OPINIÃO | Notícia

Gustavo Krause: O IN$$

A bilionária fraude dos descontos não autorizados no INSS é um exemplo flagrante do conluio entre o crime organizado e a gestores corruptos

Por GUSTAVO KRAUSE Publicado em 17/05/2025 às 17:44

“Atrás de todo paladino moral vive um canalha”. Esta é uma das célebres frases de Nelson Rodrigues. A ele não importava se deixava a direita perplexa e a esquerda indignada. Por princípio, era um polemista. Não temia ir contra a opinião geral e respondia ao rótulo de reacionário porque assumia “a reação a tudo o que não presta”.

Na sua extensa obra de cronista, escritor, dramaturgo, Nelson criou arquétipos que se fundiam na dimensão trágica (ou generosa) da natureza humana. O realismo da “vida como ela é” representa um choque do que somos refletidos, cruamente, na imagem de um espelho que não mente. Nem por isso, impede a autodefesa da hipocrisia que é “a homenagem que o vício presta à virtude”.

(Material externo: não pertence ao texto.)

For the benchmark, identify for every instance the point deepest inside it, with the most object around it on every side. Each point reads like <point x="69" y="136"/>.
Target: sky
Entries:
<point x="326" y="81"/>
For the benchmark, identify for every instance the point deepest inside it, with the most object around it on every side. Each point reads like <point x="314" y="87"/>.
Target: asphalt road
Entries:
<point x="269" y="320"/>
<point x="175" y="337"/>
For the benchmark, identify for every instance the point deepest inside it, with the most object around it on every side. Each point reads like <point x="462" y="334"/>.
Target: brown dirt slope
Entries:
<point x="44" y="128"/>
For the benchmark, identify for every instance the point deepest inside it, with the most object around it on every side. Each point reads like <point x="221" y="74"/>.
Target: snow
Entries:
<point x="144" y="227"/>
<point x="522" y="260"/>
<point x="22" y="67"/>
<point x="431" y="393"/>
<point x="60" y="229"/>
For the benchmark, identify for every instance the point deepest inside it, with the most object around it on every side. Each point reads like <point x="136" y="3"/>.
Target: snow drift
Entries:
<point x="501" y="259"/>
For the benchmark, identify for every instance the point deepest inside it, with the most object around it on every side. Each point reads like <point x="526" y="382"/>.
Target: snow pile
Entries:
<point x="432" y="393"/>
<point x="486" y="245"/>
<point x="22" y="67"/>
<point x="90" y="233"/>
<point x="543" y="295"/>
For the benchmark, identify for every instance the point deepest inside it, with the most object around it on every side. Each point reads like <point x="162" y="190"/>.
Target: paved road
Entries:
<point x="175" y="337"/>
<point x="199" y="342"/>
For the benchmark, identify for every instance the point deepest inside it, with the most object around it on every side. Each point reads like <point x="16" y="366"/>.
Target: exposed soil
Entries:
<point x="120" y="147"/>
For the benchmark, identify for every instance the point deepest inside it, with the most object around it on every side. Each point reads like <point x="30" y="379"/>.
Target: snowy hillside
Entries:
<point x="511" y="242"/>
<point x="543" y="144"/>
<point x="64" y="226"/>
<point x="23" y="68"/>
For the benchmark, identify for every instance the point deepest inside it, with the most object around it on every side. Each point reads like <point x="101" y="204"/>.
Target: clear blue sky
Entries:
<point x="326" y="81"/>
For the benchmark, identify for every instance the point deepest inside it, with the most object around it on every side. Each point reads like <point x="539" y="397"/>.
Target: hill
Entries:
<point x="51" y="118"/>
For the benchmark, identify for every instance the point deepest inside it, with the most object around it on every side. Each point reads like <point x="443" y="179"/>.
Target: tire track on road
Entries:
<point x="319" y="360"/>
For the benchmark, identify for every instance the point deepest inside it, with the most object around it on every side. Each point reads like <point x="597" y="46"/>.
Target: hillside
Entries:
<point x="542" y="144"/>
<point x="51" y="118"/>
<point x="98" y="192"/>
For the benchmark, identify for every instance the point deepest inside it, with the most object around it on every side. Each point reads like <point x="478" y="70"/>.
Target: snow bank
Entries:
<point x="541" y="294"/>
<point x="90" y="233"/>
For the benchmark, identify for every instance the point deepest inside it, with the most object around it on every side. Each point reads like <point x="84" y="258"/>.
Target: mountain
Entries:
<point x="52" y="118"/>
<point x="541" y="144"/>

Suas frases e seus personagens funcionam como uma espécie advertência diante do enorme palco da misteriosa peça que é a vida social. Vou me fixar no moralista. Em geral, um sujeito sisudo; que não sabe rir: gargalhar, para ele, é uma ofensa; exala um ar misterioso e sempre pronto para as reprimendas e apontar, mesmo como dedo sujo, as falhas dos seus semelhantes.

Não importa a condição social ou a profissão, ele é um transgressor nato. Claro que sua atuação se amplia na medida em que se achando “um homem de bem”, tem enorme apreço pelos poderes econômico e político, tornando-se extremamente perigoso quando se insere no espaço público como “um gestor competente da maldita burocracia” ou como um “legítimo representante do povo” em qualquer esfera dos poderes de República.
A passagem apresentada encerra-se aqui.